Salah satu ruas jalan yang menjadi prioritas peningkatan kapasitas adalah jalan raya dari kota Tanjungpandan ke arah Tanjung Batu. Ruas jalan Tanjungpandan- petikan- Tanjung Ru (Pegantungan) sepanjang 42,2 km, kini sudah menjadi jalan negara alias jalan nasional. Hanya saja, kondisi jalan yang ada sekarang terbilang belum ideal sebagai jalan utama sebuah kawasan industri. Ini lantaran jalan tersebut hanya memiliki lebar enam meter dengan bahu jalan sisi kanan dan kiri masing-masing 1,5 meter.

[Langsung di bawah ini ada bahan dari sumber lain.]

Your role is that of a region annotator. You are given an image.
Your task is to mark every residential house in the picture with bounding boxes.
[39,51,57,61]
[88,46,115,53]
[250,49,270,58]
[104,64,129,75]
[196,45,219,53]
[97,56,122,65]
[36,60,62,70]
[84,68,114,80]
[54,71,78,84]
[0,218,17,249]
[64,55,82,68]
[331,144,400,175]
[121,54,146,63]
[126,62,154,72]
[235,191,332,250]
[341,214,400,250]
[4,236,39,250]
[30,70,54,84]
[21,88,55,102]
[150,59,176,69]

Sebab itu Pihak Ditjen Bina Marga Departemen Pekerjaan Umum, telah memprogramkan pelebaran jalan akses utama yang menghubungkan ibukota Belitung dengan lokasi peruntukkan KEK tersebut. Kapasitas jalan akan ditingkatkan dengan lebar 7 meter dan bahu jalan masing-masing 2 meter serta saluran air disampingnya dibikin selebar 1,5 meter. Ini masih ditambah ruas untuk utilitasm tiang listrik, pipa dan lainnya sehingga tidak mengganggu pengerasan jalan.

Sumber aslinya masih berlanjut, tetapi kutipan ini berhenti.